PhillipChau - Machine Learning Pathway

Name: Phillip Chau
Team: ML-Team8-June1(Bertinator)

Technical Area:

I learned how to create a web crawler using the python framework Scrapy. I learned about the web extraction process, about the asynchronous nature of Scrapy and the Twisted Framework and how to scrape data from infinitely scrolling pages. I also learned about cleaning and manipulating data through the Pandas library and about version control software such as Git. As of now I am learning more about natural language processing through reading papers and watching videos abou the BERT model and about transformers.

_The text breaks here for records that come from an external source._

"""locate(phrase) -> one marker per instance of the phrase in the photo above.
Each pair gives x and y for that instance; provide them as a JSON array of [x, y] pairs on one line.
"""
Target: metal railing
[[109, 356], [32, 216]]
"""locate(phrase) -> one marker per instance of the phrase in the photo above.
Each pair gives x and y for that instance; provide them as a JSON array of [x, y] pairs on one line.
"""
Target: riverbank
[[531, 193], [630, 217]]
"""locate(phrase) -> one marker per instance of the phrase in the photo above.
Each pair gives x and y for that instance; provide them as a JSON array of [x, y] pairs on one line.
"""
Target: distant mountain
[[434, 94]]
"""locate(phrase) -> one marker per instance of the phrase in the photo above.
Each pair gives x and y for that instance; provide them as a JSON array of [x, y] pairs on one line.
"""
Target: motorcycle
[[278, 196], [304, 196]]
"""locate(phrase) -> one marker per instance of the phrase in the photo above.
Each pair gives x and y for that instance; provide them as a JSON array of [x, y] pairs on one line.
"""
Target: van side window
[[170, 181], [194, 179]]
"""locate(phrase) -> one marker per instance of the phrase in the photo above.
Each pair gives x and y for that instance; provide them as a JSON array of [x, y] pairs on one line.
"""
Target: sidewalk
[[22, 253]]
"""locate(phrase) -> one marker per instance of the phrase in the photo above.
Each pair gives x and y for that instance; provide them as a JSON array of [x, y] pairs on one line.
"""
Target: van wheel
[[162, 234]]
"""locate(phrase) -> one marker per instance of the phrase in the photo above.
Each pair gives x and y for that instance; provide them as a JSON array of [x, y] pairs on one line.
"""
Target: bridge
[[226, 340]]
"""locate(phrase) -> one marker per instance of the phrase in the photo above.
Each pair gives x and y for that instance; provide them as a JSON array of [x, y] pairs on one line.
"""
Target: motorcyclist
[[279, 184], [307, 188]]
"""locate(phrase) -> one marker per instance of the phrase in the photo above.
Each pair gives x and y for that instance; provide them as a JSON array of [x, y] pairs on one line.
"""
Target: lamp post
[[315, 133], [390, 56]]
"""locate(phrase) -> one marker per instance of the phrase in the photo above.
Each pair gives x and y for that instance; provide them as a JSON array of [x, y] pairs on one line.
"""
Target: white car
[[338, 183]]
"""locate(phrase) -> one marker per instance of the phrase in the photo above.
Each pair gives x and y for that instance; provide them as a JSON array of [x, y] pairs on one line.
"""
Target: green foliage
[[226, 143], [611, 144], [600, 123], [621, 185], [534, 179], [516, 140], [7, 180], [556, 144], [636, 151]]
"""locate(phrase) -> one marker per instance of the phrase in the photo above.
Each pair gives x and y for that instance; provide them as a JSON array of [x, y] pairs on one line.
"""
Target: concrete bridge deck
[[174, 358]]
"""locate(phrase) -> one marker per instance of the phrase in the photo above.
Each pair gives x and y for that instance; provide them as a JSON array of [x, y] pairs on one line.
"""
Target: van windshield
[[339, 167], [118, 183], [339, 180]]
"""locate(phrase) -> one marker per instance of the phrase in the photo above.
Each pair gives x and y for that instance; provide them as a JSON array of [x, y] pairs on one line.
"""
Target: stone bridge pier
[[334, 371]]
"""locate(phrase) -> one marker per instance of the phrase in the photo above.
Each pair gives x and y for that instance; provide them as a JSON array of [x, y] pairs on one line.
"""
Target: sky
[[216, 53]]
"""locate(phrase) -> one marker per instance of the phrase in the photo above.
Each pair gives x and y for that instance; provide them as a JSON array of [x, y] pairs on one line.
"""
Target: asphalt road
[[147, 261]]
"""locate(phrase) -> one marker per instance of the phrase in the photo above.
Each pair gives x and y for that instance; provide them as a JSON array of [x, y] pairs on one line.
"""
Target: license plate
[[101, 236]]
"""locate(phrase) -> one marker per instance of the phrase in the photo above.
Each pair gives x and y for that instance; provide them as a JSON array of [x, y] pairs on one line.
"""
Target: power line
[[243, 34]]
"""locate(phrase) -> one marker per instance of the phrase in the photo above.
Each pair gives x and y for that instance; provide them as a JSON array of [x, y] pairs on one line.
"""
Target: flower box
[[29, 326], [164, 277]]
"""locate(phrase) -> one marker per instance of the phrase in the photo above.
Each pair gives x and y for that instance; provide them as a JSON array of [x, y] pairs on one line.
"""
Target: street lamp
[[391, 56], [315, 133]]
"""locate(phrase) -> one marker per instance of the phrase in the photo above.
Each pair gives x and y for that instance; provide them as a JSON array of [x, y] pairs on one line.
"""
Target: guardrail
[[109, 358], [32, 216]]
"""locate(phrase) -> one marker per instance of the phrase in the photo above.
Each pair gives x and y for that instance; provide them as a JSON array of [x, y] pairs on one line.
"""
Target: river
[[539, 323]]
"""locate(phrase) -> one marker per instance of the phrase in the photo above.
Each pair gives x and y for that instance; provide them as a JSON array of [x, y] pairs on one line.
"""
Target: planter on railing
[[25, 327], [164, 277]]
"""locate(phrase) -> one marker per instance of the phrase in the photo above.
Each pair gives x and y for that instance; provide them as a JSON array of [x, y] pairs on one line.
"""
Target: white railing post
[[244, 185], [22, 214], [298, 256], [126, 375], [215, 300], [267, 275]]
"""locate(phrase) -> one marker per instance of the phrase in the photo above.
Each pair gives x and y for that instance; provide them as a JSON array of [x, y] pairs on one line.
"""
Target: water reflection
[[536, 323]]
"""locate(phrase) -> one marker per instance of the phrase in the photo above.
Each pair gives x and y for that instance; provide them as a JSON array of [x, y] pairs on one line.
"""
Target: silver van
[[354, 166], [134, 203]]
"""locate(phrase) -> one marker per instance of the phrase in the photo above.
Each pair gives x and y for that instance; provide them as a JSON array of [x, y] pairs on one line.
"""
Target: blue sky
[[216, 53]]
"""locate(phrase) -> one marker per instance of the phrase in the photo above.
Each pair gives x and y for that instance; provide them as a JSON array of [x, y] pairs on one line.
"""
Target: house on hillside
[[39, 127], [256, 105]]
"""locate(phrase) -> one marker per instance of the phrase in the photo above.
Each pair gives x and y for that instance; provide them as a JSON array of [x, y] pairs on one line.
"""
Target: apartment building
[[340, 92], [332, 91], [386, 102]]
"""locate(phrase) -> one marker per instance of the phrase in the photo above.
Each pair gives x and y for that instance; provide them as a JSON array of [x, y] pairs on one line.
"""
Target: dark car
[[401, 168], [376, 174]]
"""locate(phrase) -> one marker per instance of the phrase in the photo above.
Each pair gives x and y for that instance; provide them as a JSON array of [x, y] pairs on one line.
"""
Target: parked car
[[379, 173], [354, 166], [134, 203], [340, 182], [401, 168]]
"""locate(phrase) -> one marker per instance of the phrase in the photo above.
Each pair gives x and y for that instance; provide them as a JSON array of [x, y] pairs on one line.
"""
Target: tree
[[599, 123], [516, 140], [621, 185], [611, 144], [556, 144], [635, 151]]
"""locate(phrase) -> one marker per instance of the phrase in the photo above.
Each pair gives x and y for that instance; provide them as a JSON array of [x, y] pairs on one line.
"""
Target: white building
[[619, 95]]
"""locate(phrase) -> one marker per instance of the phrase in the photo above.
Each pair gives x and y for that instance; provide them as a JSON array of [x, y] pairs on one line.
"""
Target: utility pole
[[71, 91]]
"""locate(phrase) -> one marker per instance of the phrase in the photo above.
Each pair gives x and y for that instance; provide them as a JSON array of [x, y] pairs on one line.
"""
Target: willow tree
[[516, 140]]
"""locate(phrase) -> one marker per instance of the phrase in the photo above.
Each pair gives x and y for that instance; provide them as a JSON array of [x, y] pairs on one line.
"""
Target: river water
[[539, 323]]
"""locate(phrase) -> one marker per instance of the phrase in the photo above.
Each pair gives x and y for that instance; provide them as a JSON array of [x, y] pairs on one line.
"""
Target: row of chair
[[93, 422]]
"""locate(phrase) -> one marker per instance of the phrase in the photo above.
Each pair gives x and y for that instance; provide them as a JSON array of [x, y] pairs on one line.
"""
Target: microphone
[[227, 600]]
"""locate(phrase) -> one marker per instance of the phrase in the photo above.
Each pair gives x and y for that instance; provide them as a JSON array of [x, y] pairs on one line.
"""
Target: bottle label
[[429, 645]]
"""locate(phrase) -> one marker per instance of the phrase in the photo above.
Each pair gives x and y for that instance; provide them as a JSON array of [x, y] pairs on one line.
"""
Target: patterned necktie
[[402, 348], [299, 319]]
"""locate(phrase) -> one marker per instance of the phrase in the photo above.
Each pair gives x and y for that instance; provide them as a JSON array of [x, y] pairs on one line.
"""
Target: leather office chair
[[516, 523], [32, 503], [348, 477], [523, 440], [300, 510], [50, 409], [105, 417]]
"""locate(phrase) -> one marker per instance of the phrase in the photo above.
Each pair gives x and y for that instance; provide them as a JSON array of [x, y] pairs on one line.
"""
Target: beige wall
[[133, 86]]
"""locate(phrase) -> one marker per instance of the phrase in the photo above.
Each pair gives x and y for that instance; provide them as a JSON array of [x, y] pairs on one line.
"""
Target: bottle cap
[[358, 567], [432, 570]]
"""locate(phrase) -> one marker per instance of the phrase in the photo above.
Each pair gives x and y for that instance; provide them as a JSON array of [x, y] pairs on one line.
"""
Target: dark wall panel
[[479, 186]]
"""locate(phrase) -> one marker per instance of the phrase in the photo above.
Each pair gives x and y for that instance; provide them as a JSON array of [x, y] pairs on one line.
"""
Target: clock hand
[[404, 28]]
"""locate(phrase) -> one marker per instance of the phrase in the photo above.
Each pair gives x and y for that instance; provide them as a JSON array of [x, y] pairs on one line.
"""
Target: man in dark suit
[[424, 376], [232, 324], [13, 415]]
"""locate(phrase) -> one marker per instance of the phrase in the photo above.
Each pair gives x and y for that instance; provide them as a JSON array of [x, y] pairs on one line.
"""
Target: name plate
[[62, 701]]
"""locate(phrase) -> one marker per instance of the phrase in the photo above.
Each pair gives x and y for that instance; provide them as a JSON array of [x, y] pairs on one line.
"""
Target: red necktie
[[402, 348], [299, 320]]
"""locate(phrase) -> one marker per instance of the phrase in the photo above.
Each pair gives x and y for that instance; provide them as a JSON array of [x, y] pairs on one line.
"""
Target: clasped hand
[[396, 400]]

Tools Used: Python, Pandas, BeautifulSoup, Git, Colab, Visual Studio Code, Bash

Soft Skills: Collaboration with teammates across the world, time management, effective communication and idea generation.

Achievement Highlights

  1. Successfully scraped the Huel forum on Discourse through Scrapy

  2. Successfully cleaned the dataframes through Pandas

  3. Learned more about version control and about Natural Language Processing, more specifically the BERT model

List of Meetings Attended

I have attended all meetings to date.

Goals for the Upcoming Week

My goal is to now finalize my comprehension of the BERT model and then implement it with the concatenated datasets in order to train the model to predict the appropriate forum based on a provided post.

Tasks Done

  • Scraped the data from the Huel Forum in the required format. This was difficult since I wasn’t familiar with the Scrapy framework and had to learn how to create a crawler.
  • Cleaned the data to remove HTML tags and then compiled multiple data frames using Pandas
  • Learned about BERT and began to understand how to implement the model.